The systematic review will ask a number of key questions, some of which involve non-cannabis plant substances like kratom. One question will ask: In adults with chronic pain, what are the benefits of cannabinoids? And, conversely, in adults with chronic pain, what are the harms of cannabinoids? Research will cover a variety of forms of cannabinoid delivery, including inhaled, oral, topical, and buccal vehicles, and it will also include synthetic cannabinoids. Reviewers will be looking for specific “efficacy outcomes” related to pain, and adverse effects like nausea, dizziness, or development of a cannabis use disorder.
The Evidence-based Practice Centers, the Federal Register filing noted, is “dedicated to identifying as many studies as possible” on plant-based treatment for chronic pain, “including those that describe adverse events.” To increase the number of studies included, the agency is supplementing database searches with this public request.
Once the AHRQ notice is posted on December 2, a four week public comment window will open.

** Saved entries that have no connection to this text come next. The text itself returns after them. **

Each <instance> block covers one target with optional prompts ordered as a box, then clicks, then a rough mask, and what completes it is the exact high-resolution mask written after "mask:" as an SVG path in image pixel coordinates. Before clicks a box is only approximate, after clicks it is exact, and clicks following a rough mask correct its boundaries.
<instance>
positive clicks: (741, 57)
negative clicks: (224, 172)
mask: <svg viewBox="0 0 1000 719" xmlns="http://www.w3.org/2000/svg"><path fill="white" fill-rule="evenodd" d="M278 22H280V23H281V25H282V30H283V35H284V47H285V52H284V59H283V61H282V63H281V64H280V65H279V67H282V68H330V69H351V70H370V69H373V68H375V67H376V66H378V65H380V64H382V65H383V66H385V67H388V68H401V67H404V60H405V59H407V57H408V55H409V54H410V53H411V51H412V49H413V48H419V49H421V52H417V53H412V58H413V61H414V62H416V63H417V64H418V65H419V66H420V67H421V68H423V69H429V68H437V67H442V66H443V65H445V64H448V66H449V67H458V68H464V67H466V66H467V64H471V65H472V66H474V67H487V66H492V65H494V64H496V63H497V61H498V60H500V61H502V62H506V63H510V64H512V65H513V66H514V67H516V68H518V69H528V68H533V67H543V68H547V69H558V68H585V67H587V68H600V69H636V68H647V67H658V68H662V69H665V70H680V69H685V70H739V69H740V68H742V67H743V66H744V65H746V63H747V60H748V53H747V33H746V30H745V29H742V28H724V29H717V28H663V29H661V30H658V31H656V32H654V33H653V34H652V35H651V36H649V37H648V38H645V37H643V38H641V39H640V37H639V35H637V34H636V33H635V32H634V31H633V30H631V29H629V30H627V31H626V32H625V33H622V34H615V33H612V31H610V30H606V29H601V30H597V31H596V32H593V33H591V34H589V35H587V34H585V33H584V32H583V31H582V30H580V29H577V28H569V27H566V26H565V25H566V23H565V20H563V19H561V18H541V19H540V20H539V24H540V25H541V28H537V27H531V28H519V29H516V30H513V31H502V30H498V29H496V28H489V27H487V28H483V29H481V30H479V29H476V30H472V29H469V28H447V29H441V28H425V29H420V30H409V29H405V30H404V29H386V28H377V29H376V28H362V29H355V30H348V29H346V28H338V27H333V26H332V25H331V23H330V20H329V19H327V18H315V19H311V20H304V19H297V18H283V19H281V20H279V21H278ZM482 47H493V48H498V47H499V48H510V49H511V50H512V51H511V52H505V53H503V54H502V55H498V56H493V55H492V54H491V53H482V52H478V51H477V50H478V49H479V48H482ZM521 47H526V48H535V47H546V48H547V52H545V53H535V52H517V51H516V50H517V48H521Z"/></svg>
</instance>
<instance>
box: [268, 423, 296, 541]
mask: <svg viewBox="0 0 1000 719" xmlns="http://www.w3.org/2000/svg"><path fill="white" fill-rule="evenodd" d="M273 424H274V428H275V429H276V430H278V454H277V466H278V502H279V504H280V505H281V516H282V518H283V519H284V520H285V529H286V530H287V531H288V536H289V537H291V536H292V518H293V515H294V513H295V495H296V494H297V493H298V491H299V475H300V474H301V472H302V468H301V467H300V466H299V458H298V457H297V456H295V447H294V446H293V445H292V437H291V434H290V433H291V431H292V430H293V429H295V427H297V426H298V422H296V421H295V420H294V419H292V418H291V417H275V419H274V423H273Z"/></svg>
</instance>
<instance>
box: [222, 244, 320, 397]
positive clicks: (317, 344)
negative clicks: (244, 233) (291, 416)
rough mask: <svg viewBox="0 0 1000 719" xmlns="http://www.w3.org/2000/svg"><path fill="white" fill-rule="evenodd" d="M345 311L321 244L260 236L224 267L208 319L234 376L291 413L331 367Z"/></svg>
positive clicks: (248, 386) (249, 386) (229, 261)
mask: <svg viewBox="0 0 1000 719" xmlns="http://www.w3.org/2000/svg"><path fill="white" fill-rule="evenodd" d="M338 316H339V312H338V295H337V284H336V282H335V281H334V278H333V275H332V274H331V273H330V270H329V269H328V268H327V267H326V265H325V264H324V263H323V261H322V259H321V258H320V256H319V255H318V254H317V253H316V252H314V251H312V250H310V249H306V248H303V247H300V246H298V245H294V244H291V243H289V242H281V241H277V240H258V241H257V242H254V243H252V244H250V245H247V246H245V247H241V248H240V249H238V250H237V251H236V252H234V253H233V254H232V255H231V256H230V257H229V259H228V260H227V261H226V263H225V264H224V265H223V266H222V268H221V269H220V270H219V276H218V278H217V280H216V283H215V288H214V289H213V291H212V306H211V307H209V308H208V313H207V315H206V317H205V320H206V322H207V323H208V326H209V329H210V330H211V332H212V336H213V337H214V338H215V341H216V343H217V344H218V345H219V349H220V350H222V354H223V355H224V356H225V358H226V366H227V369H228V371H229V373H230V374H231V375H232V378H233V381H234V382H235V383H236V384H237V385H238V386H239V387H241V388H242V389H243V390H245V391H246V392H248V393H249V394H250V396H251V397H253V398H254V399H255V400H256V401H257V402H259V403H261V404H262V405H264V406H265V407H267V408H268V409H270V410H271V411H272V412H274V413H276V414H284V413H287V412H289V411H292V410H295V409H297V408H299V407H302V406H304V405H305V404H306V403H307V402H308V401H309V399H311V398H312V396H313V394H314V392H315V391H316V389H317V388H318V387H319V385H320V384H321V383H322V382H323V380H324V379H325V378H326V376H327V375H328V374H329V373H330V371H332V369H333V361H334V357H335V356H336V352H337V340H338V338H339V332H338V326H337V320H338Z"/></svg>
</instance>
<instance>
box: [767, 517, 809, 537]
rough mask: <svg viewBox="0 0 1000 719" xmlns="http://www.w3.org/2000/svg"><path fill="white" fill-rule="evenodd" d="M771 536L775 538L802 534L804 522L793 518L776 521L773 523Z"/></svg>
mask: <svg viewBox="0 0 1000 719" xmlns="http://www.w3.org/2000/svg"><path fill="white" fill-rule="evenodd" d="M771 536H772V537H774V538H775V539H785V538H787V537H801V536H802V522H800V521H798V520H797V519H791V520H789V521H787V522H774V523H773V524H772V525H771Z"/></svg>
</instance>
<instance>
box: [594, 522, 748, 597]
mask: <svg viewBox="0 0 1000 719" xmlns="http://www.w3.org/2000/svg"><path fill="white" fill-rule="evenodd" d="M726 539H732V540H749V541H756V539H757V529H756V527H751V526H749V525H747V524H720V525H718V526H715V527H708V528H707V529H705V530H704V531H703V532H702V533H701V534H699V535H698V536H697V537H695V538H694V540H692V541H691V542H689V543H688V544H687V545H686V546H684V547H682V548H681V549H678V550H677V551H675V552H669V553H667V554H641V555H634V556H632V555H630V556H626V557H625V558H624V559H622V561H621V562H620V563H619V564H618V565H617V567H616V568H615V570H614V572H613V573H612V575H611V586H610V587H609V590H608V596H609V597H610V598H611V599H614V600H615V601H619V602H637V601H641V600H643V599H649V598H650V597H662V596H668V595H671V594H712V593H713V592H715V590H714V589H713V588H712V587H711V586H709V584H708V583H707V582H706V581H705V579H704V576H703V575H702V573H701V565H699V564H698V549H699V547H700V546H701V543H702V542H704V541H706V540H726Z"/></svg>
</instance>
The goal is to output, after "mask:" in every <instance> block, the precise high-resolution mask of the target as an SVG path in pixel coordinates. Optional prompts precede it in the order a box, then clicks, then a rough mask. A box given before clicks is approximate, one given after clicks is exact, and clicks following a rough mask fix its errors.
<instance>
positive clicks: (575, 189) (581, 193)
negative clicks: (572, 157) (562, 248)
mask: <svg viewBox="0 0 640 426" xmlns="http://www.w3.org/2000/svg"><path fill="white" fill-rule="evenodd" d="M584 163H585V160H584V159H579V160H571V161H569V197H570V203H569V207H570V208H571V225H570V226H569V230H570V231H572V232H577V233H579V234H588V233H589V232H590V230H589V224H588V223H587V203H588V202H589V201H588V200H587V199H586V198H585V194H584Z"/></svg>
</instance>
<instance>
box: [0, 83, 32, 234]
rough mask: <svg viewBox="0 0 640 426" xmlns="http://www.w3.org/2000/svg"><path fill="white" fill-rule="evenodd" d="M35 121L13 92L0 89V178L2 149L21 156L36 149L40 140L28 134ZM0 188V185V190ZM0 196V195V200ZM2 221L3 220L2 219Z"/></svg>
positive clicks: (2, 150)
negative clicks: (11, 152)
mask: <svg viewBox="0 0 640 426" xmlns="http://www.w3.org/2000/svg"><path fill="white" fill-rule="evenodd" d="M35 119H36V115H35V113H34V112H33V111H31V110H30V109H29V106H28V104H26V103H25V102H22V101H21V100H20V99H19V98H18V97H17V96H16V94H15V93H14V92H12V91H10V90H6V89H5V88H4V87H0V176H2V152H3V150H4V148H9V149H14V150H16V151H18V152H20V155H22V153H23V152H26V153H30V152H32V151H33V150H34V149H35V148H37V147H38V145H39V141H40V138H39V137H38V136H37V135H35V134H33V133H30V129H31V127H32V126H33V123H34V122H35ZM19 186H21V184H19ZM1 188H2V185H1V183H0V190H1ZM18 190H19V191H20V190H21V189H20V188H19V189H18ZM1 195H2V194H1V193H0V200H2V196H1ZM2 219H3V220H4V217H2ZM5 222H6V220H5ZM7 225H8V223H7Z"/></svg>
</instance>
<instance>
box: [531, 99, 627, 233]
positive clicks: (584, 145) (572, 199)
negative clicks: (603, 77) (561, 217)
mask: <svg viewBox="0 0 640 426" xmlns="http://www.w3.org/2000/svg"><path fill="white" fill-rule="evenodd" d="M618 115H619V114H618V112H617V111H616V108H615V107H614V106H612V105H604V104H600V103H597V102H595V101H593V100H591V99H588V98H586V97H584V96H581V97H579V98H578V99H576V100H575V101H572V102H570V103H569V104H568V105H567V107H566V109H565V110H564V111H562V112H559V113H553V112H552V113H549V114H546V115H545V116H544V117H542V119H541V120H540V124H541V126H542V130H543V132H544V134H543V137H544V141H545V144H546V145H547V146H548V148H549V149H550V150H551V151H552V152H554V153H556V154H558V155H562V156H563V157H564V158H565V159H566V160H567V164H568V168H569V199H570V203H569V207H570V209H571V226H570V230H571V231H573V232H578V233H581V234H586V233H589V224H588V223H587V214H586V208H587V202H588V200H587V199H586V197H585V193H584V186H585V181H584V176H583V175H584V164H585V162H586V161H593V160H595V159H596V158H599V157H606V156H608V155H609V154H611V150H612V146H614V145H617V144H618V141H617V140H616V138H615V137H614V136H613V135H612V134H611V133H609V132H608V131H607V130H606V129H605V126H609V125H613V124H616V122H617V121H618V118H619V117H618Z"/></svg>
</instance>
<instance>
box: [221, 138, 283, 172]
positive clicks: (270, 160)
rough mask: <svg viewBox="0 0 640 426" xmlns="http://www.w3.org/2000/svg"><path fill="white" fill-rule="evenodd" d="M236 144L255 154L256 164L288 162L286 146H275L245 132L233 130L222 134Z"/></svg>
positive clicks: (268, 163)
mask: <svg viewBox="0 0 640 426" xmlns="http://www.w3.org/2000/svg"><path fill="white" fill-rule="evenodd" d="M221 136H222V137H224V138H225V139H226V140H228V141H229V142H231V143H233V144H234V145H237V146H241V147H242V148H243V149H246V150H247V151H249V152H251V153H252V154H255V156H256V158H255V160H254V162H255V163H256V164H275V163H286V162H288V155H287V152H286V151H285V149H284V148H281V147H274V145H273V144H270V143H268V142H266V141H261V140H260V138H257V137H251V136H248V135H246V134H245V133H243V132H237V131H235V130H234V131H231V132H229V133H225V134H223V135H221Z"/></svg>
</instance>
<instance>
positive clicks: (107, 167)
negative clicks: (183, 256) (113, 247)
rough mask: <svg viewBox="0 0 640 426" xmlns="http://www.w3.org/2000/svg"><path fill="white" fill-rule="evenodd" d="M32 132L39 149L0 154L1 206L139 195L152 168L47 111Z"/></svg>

It appears that federal agencies are focusing more on the intersection of pain and cannabinoids, and the potential that the cannabis plant might play in treatment of pain, and in reducing use of opioids.
This month, Colorado State University, Pueblo hosted David Shurtleff, deputy director of the National Center for Complementary and Integrative Health (NCCIH) at the National Institutes of Health (NIH). Shurtleff’s presentation focused on funding for cannabis research and areas of interest. On this note, Shurtleff said that in 2000, 4.1 million adults were treated with opioids, but a decade later, that number jumped to well over 10 million adults.
“Given the current opioid epidemic, it’s really important that we invest more research to find alternatives to opiate analgesics that are less addictive, certainly less harmful,” Shurtleff said.
The “overwhelming reason” that patients seek medical cannabis, Shurtleff said, is to help treat chronic pain, followed by muscle spasms, nausea, and post traumatic stress disorder. To illustrate this point, he discussed a study of 2,700 participants that had used medical cannabis at least once in the past three months. When asked what the medical cannabis replaced, Shurtleff said, respondents reported “extra opioids.”
“We’re very excited about the research we’re doing. We think that you will have an important impact on the public health crisis of opioid use,” Shurtleff said, referencing cannabis researchers.
Cannabichromene (CBC) and cannabigerol (CBG) are of particular interest to NCCIH, because preliminary data suggests that “they have an affinity” for the receptors known to be important targets for pain perception and for the treatment of pain.
“We’re very excited about looking more into these minor cannabinoids as possible analgesics,” Shurtleff said.